She pondered for some time before replying, and kept her eyes bent pensively on the ground. At length she said, not without some hesitation of manner—
"It is a small thing and quite without any bearing on this affair. But it has been a great trouble to me since it has to some extent put a barrier between Reuben and me; and we used to be such close friends. And I have blamed myself for letting it influence me—perhaps unjustly—in my opinion of him. I will tell you about it, though I expect you will think me very foolish.
"You must know, then, that Reuben and I used, until about six months ago, to be very much together, though we were only friends, you understand. But we were on the footing of relatives, so there was nothing out of the way in it. Reuben is a keen student of ancient and mediaeval art, in which I also am much interested, so we used to visit the museums and galleries together and get a great deal of pleasure from comparing our views and impressions of what we saw.
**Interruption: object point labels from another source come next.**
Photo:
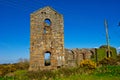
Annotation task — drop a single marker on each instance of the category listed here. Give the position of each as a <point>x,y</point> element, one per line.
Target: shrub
<point>88,64</point>
<point>108,61</point>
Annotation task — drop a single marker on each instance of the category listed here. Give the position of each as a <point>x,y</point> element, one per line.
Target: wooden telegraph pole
<point>107,38</point>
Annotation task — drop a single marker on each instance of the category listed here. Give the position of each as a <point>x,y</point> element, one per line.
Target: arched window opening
<point>44,31</point>
<point>109,54</point>
<point>47,22</point>
<point>47,56</point>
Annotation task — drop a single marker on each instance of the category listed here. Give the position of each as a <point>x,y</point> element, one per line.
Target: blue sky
<point>83,24</point>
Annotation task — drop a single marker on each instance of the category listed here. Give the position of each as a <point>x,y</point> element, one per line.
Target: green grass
<point>101,73</point>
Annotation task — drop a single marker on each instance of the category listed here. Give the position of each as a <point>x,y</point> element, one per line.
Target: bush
<point>88,64</point>
<point>108,61</point>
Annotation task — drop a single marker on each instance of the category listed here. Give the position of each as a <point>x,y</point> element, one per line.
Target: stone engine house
<point>46,38</point>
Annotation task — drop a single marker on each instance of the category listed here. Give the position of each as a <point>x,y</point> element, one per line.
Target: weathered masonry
<point>46,39</point>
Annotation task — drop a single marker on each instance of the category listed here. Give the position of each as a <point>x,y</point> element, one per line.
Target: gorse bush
<point>88,64</point>
<point>108,61</point>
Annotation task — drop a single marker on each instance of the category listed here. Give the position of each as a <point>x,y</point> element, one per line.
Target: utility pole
<point>107,38</point>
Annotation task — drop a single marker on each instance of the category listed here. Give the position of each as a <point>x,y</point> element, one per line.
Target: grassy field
<point>101,73</point>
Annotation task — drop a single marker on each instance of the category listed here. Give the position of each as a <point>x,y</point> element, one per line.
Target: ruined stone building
<point>47,37</point>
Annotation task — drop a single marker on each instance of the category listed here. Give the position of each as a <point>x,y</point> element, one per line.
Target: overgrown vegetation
<point>107,69</point>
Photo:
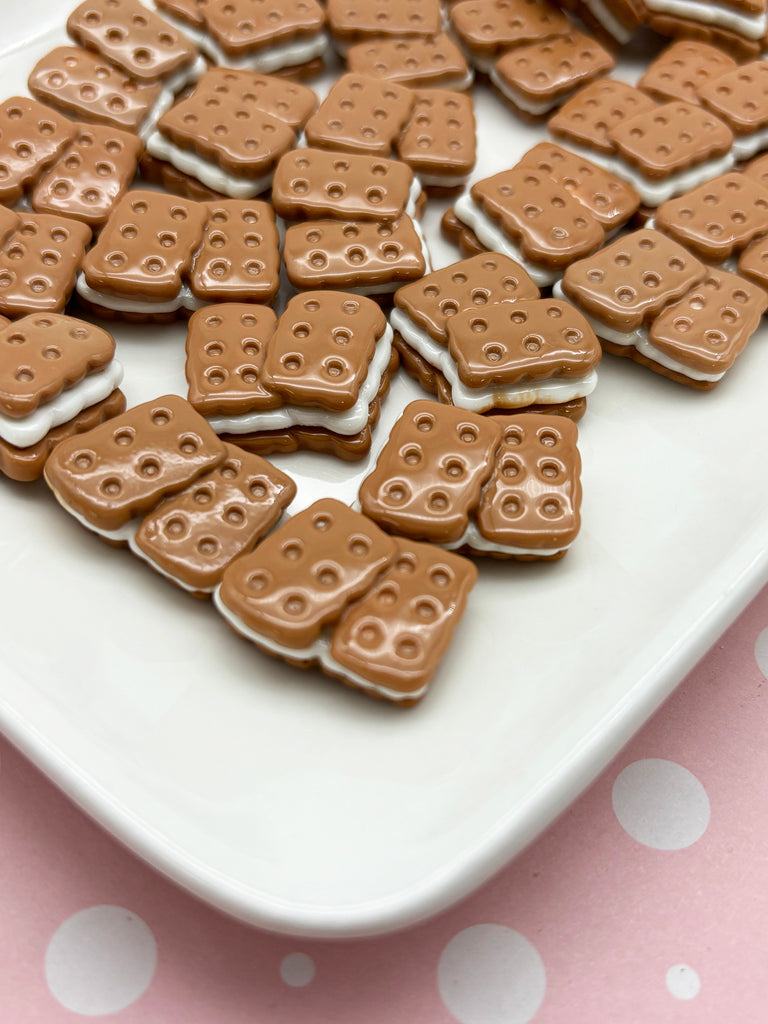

"About six months ago, Walter took me aside one day and, with a very serious face, asked me if there was any kind of understanding between Reuben and me. I thought it rather impertinent of him, but nevertheless, I told him the truth, that Reuben and I were just friends and nothing more.
"'If that is the case,' said he, looking mighty grave, 'I would advise you not to be seen about with him quite so much.'
"'And why not?' I asked very naturally.
"'Why, the fact is,' said Walter, 'that Reuben is a confounded fool. He has been chattering to the men at the club and seems to have given them the impression that a young lady of means and position has been setting her cap at him very hard, but that he, being a high-souled philosopher above the temptations that beset ordinary mortals, is superior both to her blandishments and her pecuniary attractions. I give you the hint for your own guidance,' he continued, 'and I expect this to go no farther. You mustn't be annoyed with Reuben. The best of young men will often behave like prigs and donkeys, and I have no doubt the fellows have grossly exaggerated what he said; but I thought it right to put you on your guard.'
"Now this report, as you may suppose, made me excessively angry, and I wanted to have it out with Reuben then and there. But Walter refused to sanction this—'there was no use in making a scene' he said—and he insisted that the caution was given to me in strict confidence; so what was I to do? I tried to ignore it and treat Reuben as I always had done, but this I found impossible; my womanly pride was much too deeply hurt. And yet I felt it the lowest depth of meanness to harbour such thoughts of him without giving him the opportunity to defend himself. And although it was most unlike Reuben in some respects, it was very like him in others; for he has always expressed the utmost contempt for men who marry for a livelihood. So I have remained on the horns of a dilemma and am there still. What do you think I ought to have done?"
I rubbed my chin in some embarrassment at this question. Needless to say, I was most disagreeably impressed by Walter Hornby's conduct, and not a little disposed to blame my fair companion for giving an ear to his secret disparagement of his cousin; but I was obviously not in a position to pronounce, offhand, upon the merits of the case.
"The position appears to be this," I said, after a pause, "either Reuben has spoken most unworthily and untruthfully of you, or Walter has lied deliberately about him."